Pas besoin de creuser bien loin à Ottawa pour trouver des médecins qui cherchent un emploi d’enseignant; des professeurs dans les services administratifs; des ingénieurs convertis en chauffeurs Uber; des dentistes devenus vendeurs dans des boutiques ou des infirmières et des médecins qui renoncent à leurs compétences pour rester mères ou pères au foyer.

Les circonstances du séjour en sol canadien peuvent mener à un dur test de résilience pour les résidents temporaires. C’est une barrière à la mesure de l’hiver de six mois typique aux terres du Nord.

Carlos Alexandre de Souza

Loin de moi l’idée qu’il y ait des professions plus importantes que d’autres. Je ne dis pas non plus que le Canada est incapable d’établir des critères pour assurer de l’emploi à ses citoyens et aux travailleurs jugés les plus compétents.

Je remarque simplement que ceux qui veulent poursuivre leur carrière doivent maintenir leur expérience professionnelle – autrement dit, travailler. Mais l’expérience canadienne peut signifier une reconfiguration profonde de ses habiletés individuelles et une épreuve considérable quant à sa capacité d’adaptation.

Épilogue

Quand je suis arrivé, en 2016, j’avais de l’espoir plein les mains. Deux ans et demi plus tard, il me reste encore de l’espoir... mais j’avoue que l’expérience canadienne laisse parfois un goût amer qui contraste avec la gentillesse des gens d’ici.

Selon mon expérience professionnelle, immigrer au Canada signifie être prêt à renoncer à tout ce qu’on a appris dans sa carrière et à entamer un métier qui n’a souvent rien à voir avec ses compétences antécédentes. C’est un exercice quotidien d’apprentissage et de renouvellement, mais aussi de désolation et de tiraillement.

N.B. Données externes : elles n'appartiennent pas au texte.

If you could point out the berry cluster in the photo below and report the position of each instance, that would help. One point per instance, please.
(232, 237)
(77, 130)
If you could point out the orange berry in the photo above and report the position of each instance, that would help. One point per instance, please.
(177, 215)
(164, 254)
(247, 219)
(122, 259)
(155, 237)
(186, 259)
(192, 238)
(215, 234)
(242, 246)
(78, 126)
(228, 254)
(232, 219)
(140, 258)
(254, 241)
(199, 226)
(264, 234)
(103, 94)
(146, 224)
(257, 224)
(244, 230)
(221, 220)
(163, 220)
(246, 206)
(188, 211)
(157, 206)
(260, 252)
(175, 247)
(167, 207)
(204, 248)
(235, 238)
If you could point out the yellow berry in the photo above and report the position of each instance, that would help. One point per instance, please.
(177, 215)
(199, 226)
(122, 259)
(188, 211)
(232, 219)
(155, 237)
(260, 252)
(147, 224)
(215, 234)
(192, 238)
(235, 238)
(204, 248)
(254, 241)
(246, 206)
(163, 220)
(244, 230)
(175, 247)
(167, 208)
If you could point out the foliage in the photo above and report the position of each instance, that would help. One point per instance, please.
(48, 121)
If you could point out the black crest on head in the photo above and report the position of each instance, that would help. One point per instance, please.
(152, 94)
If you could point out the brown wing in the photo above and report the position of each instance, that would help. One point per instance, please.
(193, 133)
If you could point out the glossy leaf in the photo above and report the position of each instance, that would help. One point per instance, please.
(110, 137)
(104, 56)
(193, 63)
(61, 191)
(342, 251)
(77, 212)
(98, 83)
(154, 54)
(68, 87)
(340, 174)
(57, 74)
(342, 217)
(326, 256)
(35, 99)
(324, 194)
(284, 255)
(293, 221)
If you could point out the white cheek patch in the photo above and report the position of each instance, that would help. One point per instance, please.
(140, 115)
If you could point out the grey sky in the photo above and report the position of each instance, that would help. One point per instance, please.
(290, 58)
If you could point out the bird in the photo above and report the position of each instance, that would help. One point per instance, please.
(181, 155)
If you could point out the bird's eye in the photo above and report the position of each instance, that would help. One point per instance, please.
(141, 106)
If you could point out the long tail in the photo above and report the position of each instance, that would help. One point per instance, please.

Chaque fois que je raconte mon histoire et que j’entends celles d’autres personnes dans une situation semblable, je me pose une question simple, directe et tranchée : « Jusqu’à quand vas-tu rester ici? »

Carlos et sa famille sont attablés dans un restaurant.

Carlos Alexandre Souza, sa femme, Karine, et leurs deux enfants.